Prince was no fan of the internet, and sued 22 Facebook users for $1 million each in 2014 for sharing links to his concert footage.
Related: The end of the purple reign: Prince dead at 57
The new age of streaming services have not fared much better and will make that Prince tribute playlist require a bit more creativity. A year after regaining ownership of his entire catalog from parent label Warner Bros, the Purple Rain artist removed his music from most streaming services, including Spotify. Thankfully, even the most ellusive music artist on the internet is online. Digital Trends compiled all the best possible ways you could enjoy Prince’s music online for you to honor his life in music.
The streaming home that Jay Z built is the only service that streams Prince’s entire discography. Tidal has even altered its user interface in order to streamline the Prince binging, essentially replacing the “What’s New” section on the home screen with Prince’s entire discography.
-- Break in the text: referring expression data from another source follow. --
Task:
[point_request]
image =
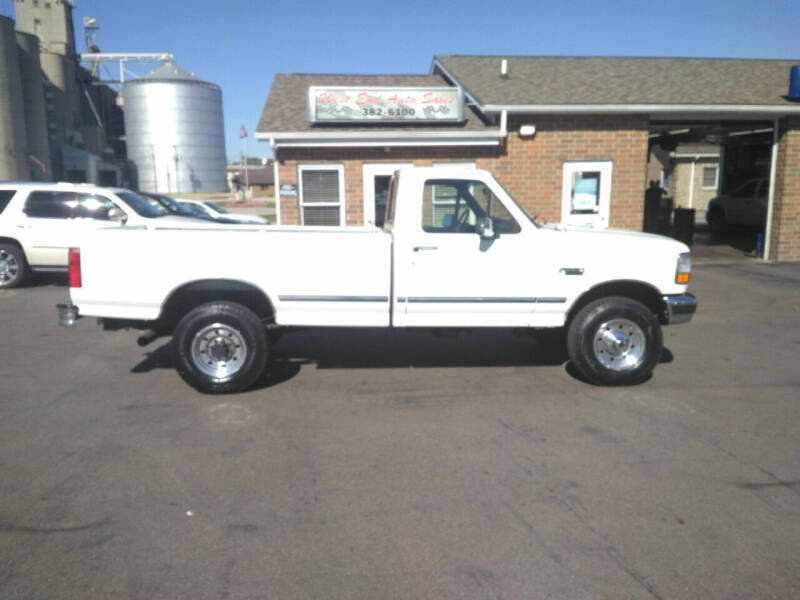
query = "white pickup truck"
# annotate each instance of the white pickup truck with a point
(455, 251)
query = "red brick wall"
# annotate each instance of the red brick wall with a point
(785, 236)
(529, 168)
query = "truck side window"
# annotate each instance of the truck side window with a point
(51, 205)
(90, 206)
(455, 205)
(5, 198)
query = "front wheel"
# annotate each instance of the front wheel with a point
(13, 267)
(614, 341)
(220, 347)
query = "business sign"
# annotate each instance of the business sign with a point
(384, 104)
(288, 189)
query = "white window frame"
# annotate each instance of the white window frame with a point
(369, 172)
(600, 219)
(321, 167)
(716, 177)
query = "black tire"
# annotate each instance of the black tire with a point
(614, 341)
(13, 266)
(215, 335)
(717, 222)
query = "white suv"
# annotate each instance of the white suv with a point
(39, 222)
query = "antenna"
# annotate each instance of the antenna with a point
(90, 27)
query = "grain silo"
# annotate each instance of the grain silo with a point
(33, 99)
(174, 132)
(13, 143)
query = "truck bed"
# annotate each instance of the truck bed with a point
(336, 276)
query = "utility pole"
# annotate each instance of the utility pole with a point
(243, 135)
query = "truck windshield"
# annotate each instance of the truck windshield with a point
(141, 207)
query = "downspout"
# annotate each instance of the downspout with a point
(771, 197)
(276, 187)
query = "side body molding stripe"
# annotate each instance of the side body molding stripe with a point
(301, 298)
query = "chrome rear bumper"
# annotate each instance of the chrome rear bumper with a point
(679, 309)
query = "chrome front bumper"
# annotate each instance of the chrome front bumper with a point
(67, 315)
(679, 309)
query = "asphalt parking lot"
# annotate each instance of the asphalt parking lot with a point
(396, 465)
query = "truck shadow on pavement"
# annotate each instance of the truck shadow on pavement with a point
(365, 348)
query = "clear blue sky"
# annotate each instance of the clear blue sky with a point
(241, 44)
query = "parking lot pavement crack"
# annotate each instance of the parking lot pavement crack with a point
(8, 527)
(623, 564)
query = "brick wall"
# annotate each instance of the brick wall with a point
(785, 237)
(529, 168)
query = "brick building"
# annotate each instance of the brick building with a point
(569, 138)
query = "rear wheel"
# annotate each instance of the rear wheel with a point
(615, 341)
(220, 347)
(13, 266)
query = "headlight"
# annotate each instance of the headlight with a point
(683, 272)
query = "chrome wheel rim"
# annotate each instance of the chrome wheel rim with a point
(619, 345)
(9, 267)
(219, 351)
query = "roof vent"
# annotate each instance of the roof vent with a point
(794, 83)
(504, 68)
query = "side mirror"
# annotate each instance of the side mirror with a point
(117, 214)
(484, 228)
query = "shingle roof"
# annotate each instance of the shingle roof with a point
(285, 109)
(549, 80)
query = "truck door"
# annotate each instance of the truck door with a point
(447, 274)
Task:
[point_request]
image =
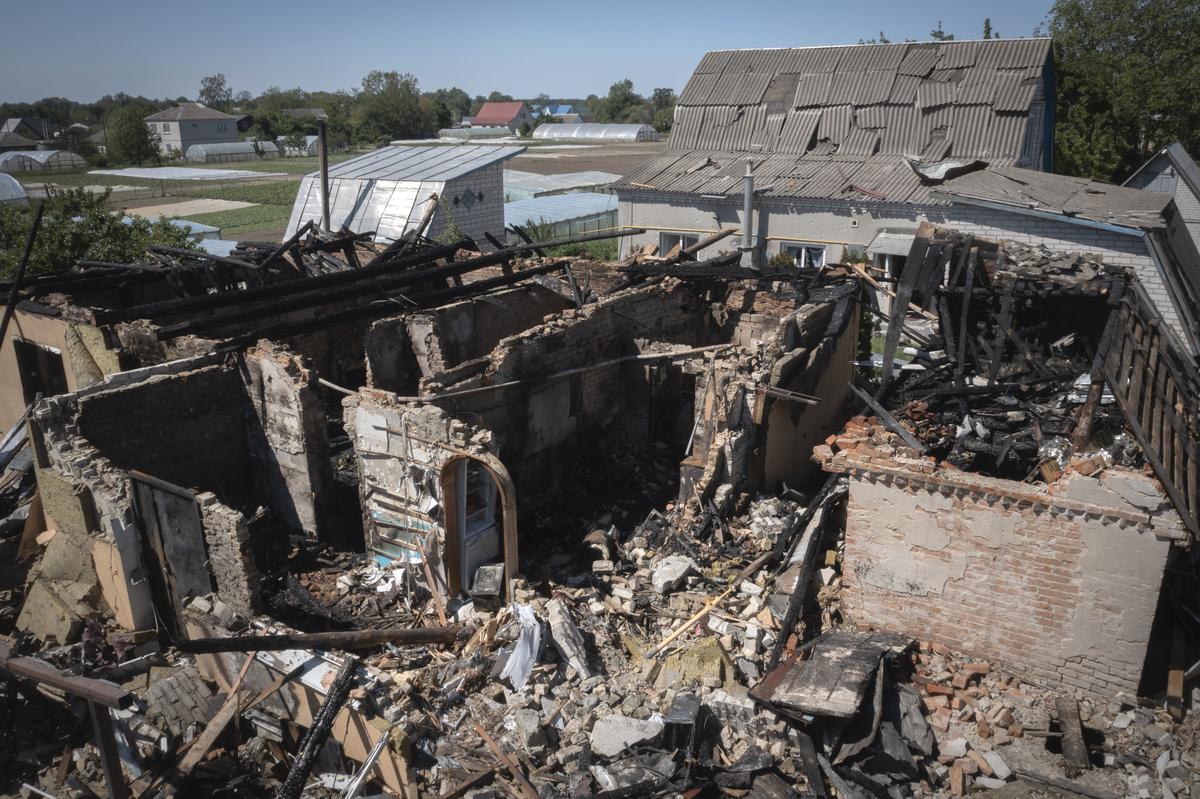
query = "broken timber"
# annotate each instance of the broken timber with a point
(351, 640)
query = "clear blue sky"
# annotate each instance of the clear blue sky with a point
(85, 49)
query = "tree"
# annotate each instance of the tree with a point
(389, 107)
(623, 104)
(215, 92)
(130, 139)
(940, 35)
(1126, 83)
(78, 226)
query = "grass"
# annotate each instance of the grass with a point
(245, 220)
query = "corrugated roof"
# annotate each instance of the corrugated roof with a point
(187, 110)
(1069, 197)
(438, 163)
(851, 106)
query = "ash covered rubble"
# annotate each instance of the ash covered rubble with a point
(670, 628)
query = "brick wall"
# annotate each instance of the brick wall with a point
(1061, 593)
(287, 438)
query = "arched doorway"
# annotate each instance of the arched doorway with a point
(479, 503)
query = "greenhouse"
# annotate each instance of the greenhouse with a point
(472, 133)
(595, 132)
(231, 151)
(40, 161)
(389, 191)
(11, 191)
(564, 215)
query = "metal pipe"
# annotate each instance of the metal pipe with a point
(748, 208)
(324, 174)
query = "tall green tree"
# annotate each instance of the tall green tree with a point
(215, 91)
(389, 106)
(130, 140)
(1127, 76)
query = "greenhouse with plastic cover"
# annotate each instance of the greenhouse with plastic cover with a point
(40, 161)
(595, 132)
(231, 151)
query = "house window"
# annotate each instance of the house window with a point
(669, 240)
(40, 368)
(807, 256)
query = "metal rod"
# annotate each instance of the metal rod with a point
(11, 307)
(323, 151)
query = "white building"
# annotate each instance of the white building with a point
(389, 191)
(178, 128)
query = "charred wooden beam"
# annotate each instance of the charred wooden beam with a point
(347, 640)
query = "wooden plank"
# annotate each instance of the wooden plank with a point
(216, 725)
(1074, 750)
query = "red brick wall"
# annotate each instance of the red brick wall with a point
(1061, 596)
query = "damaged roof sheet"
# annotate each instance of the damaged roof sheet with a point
(873, 102)
(1062, 194)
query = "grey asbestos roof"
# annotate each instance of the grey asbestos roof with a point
(1062, 194)
(187, 110)
(838, 121)
(437, 163)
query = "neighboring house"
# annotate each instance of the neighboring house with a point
(305, 113)
(1140, 229)
(829, 134)
(1173, 172)
(389, 191)
(31, 127)
(510, 115)
(187, 124)
(100, 140)
(15, 142)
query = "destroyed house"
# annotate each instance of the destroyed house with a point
(1026, 485)
(390, 191)
(831, 136)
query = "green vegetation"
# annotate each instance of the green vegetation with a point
(1127, 73)
(129, 138)
(78, 226)
(246, 220)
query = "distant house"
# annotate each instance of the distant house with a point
(189, 124)
(15, 142)
(31, 127)
(510, 115)
(305, 113)
(1173, 172)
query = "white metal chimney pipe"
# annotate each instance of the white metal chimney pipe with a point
(748, 208)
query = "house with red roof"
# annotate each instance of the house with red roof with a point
(510, 115)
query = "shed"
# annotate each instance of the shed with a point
(388, 191)
(595, 132)
(567, 215)
(40, 161)
(231, 151)
(11, 191)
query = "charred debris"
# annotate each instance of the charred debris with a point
(333, 518)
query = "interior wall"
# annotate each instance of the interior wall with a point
(187, 428)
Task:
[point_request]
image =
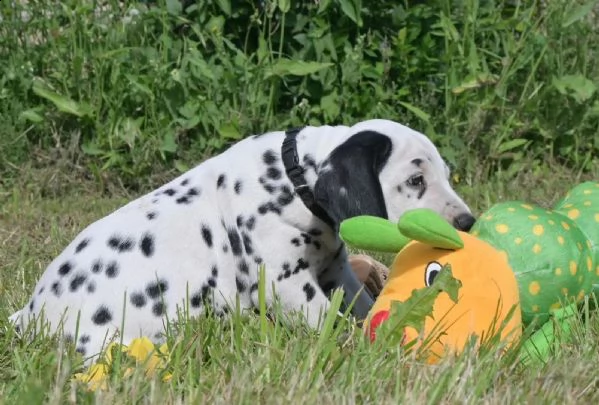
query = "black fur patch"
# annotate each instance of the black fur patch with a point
(65, 268)
(77, 281)
(221, 181)
(82, 245)
(234, 241)
(310, 291)
(154, 289)
(102, 315)
(207, 235)
(119, 244)
(138, 300)
(238, 187)
(112, 269)
(269, 157)
(147, 245)
(247, 243)
(97, 266)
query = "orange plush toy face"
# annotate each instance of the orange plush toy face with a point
(482, 300)
(488, 294)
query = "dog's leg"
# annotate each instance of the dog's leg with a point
(340, 274)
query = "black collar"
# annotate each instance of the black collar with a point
(295, 173)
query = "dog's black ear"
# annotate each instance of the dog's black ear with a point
(349, 184)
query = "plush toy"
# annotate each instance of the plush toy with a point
(553, 254)
(486, 303)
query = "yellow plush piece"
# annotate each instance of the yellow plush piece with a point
(488, 293)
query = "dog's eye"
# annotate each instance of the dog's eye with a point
(416, 181)
(432, 270)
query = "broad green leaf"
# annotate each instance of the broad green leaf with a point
(414, 310)
(416, 111)
(229, 131)
(285, 67)
(426, 226)
(372, 233)
(576, 86)
(284, 5)
(578, 13)
(352, 9)
(225, 6)
(31, 115)
(63, 103)
(511, 144)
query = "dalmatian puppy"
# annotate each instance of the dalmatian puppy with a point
(197, 242)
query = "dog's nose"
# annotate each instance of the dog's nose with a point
(464, 222)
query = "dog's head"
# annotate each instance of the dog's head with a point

Unfortunately for the penny pinchers, Tidal’s overseers have not made any of his music available for free streaming, meaning you’ll still have to fork out $10 a month to stream Prince’s full catalog.
Warner Bros Records’ YouTube page has three songs from Prince’s 37th studio album, “Art Official Age,” but those are the exceptions to the cruel rule — there is virtually no Prince on YouTube. However, even with all of Prince’s lawsuits, YouTube has a varied mix of amateur and archival live footage. If you don’t mind some video tracking and grainy footage, you can easily enjoy gems such as the smash hit “Controversy” without paying a dime.
Google Play Music isn’t streaming any of Prince’s music, but the Google Play Store has every song available for purchase. While you will have to pony up more than $300 for the full Prince discography, Google Play lets you make your purchases available for streaming on any device with a simple click of the download button. The offline feature is available only to monthly subscribers though, so you’ll have to pay the $10 subscription fee before you can commence that “Diamonds & Pearls” dance party.
Spotify does not sell music, offers free streaming, and is owned by record labels — basically everything Prince abhorred. However, the leader in global subscription music streaming has a few crafty ways of legally streaming Prince songs. Prince’s “2045 Radical Man” is one of the few Prince songs available for streaming on Spotify, mainly because the track is from the soundtrack to Spike Lee’s Bamboozled instead of Prince’s 2004 album Trax from The NPA Music Club, Volume 2: The Slaughterhouse.
The lead single from Prince’s Hit & Run album, “Shine,” is the last single the artist released via Spotify. While the library of Prince music is severely limited, Spotify remains the only place you can listen to studio-quality Prince songs for free.
The only full Prince album available on Apple Music is his 39th and final studio album, Hit n Run Phase Two. Beyond that are miscellaneous songs from random soundtracks, such as “The Song of the Heart,” from Happy Feet, and “Good Love,” from the soundtrack to Bright Lights, Big City. Since Apple’s Beats 1 radio station plays only songs that are available on iTunes — which includes Prince’s entire catalog — select tracks could theoretically be streamed via Apple Music, assuming Prince is featured on a Beats 1 radio show. If you’re will to wait for that, then Apple Music is your choice.